Through his work, Mendini rejoiced in the decorative, the jubilant, the quotidian, and (to many a pure modernist) the profane. As he told Architectural Digest in an interview last year, “I think that besides being functional, an object must have a soul and express friendliness.”

Mendini was born in 1931 to a well-to-do Milanese family. In his own telling, Mendini was destined to design: As newborns, he and his twin sister were nestled alongside hot water bottles in a Piero Portaluppi armchair.

At the urging of his parents, Mendini enrolled at the Politecnico di Milano, where he received a degree in architecture in 1959. It was a period rife with revolutionary new design ideas as the country grappled with the aftermath of World War II.

A colorful playroom in Mendini's vacation home features a painting, rug, and bookcase all by the designer.

Photo by Danilo Scarpati

In 1976, after a period working for industrial designer and architect Marcello Nizzoli, Mendini established Studio Alchimia, an avant-garde multidisciplinary group that worked across architecture, industrial design, and performance. Its notable members included Alessandro Guerriero, Andrea Branzi, and Ettore Sottsass (Sottssas would later break from Studio Alchimia to form the influential Memphis Group). During this period, Mendini also served as the editor of publications including Casabella and Domus where these new Postmodern ideas were both disseminated and critiqued.

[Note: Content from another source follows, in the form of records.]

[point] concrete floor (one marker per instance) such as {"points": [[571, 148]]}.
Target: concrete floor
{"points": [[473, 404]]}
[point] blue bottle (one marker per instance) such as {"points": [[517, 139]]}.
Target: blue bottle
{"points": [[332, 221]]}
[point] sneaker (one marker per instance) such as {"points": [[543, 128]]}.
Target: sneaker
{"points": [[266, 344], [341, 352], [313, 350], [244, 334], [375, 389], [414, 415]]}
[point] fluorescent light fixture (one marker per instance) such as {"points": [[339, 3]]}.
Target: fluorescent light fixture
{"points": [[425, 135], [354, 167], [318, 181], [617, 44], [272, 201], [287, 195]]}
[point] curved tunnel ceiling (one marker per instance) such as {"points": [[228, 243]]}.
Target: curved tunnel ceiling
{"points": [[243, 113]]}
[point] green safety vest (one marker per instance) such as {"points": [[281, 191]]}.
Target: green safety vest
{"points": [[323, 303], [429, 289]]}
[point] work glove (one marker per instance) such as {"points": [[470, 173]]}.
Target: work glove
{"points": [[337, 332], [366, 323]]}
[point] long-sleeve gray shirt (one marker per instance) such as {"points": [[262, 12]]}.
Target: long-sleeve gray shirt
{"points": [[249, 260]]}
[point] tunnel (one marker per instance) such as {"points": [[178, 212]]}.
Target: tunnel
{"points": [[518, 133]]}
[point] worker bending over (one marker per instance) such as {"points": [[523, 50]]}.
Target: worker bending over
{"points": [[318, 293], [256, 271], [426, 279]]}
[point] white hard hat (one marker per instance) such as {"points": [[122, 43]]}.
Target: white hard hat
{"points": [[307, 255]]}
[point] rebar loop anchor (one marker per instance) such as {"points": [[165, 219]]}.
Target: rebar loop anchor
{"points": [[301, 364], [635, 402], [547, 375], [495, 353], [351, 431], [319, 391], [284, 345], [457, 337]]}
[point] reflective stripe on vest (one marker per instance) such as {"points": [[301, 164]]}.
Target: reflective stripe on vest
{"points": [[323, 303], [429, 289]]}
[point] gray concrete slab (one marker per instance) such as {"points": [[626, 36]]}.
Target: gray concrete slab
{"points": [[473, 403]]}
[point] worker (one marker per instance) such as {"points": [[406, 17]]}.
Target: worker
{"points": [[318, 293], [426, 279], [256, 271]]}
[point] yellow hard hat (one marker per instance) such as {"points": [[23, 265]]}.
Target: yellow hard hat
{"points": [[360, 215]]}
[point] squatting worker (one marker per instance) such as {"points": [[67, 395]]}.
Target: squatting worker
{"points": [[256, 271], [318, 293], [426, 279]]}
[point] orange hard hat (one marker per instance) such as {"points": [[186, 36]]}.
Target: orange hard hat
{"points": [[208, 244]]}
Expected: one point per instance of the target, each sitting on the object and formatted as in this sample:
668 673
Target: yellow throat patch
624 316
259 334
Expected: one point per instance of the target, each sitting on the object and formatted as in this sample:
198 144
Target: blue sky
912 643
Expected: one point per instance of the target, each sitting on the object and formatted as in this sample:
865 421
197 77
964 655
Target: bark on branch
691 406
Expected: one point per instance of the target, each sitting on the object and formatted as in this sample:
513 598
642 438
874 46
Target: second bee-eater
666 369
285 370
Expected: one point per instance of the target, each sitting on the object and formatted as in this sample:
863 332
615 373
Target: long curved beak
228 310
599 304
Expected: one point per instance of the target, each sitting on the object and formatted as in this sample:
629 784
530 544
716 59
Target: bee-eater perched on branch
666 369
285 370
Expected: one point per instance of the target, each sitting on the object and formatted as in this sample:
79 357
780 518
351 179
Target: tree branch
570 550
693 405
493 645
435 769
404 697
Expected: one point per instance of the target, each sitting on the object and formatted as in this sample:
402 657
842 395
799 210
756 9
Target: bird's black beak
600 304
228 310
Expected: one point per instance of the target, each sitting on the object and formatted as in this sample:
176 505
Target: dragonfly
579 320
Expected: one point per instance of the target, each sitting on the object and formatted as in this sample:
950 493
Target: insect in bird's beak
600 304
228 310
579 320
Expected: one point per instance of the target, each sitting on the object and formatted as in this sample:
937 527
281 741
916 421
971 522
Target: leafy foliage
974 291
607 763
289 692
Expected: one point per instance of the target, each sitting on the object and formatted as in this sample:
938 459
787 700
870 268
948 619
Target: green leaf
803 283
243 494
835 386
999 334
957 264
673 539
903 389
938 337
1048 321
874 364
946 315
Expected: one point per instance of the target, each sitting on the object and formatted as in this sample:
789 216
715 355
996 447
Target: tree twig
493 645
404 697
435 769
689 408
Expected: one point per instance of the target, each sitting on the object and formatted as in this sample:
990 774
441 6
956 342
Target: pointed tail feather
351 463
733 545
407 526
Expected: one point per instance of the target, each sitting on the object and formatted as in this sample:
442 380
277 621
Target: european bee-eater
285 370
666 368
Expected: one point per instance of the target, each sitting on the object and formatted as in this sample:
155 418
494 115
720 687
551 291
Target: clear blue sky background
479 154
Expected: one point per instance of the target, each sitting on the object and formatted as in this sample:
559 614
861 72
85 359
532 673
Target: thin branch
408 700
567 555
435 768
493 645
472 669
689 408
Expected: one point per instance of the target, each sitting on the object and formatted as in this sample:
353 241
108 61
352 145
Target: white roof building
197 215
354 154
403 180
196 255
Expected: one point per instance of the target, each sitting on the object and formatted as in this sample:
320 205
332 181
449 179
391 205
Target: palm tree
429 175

Mendini designed some of the most iconic works of the period—many of which took historical references and turned them upside down. His best known work, the Proust chair, created in the late 1970s, references both 19th-century Baroque furnishings and the paintings of Paul Signac. But here, the artist’s Pointillist brushstrokes are blown up into polychromatic confetti. In Mendini’s world, “furnishing becomes the theater of private life,” as he told the Italian magazine Arbitare in 1998.

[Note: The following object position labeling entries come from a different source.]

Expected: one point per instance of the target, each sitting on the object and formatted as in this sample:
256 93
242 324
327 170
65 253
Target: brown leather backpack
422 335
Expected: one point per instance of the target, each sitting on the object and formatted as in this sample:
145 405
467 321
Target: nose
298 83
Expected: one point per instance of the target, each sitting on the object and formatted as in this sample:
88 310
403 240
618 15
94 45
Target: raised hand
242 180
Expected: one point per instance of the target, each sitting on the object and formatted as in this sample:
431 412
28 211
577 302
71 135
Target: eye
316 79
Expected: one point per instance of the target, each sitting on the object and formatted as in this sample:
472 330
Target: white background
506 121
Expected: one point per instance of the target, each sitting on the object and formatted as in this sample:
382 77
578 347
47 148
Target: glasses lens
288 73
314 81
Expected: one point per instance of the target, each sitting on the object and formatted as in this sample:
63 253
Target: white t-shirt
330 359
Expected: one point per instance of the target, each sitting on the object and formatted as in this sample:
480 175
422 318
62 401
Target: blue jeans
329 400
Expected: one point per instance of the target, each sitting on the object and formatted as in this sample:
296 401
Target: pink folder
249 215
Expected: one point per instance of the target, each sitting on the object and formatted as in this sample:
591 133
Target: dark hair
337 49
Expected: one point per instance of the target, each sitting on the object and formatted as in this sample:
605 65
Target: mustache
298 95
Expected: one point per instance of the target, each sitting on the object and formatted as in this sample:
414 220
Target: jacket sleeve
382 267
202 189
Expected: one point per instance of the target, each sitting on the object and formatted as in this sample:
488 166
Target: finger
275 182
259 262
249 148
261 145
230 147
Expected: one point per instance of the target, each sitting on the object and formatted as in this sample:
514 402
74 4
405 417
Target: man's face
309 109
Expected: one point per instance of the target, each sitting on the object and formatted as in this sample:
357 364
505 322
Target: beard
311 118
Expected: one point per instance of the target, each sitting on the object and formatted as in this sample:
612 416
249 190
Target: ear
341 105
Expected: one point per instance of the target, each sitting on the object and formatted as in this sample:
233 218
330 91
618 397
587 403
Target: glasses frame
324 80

Mendini’s buildings were no less dramatic. In 1989, with his brother Francesco, he opened Atelier Mendini in Milan. The duo perhaps became best known for the canary-yellow tower of the Groninger Museum campus in the Netherlands (1994), a collaboration with Philippe Starck, Coop Himmelb(l)au, and Michele de Lucchi. Through this genre of architecture, “we want to give feelings,” the brothers wrote on the studio’s website.

Over the years, Mendini designed many kitchen wares for the Italian company Alessi.

Photo by Carlo Lavatori

A Mendini-designed children's cutlery set for Alessi.

Photo by Carlo Lavatori

Mendini's whimsical "Anna G" corkscrew for Alessi.

Photo: Courtesy Alessi

Mendini spent his later years in the Italian countryside in a house that, as the designer told AD in the 2018 interview, “detaches me for a few days from the speed of life and work.”

Indeed, even as the designer reached his 80s he continued to hit the gas—a testament both to his enduring work ethic and to renewed interest in Italian Radical Design. In 2016, the designer collaborated with the skatewear brand Supreme on a series of limited-edition apparel, ceramic trays, and skate decks. Last year, he designed a cheeky stainless-steel egg pan for Alessi—a company with whom he had collaborated since the late 1970s.

Recalls Alberto Alessi, a longtime client and friend: “Sandro was always there, in the little upstairs office of Atelier Mendini on Via Sannio, always willing to lend an ear and offer his precious, sometimes enigmatic opinion.... Alessandro was a friend who stood by me when times were tough, a kind and rigorous mentor from whom I learned many things—practically the architect I trusted the most.”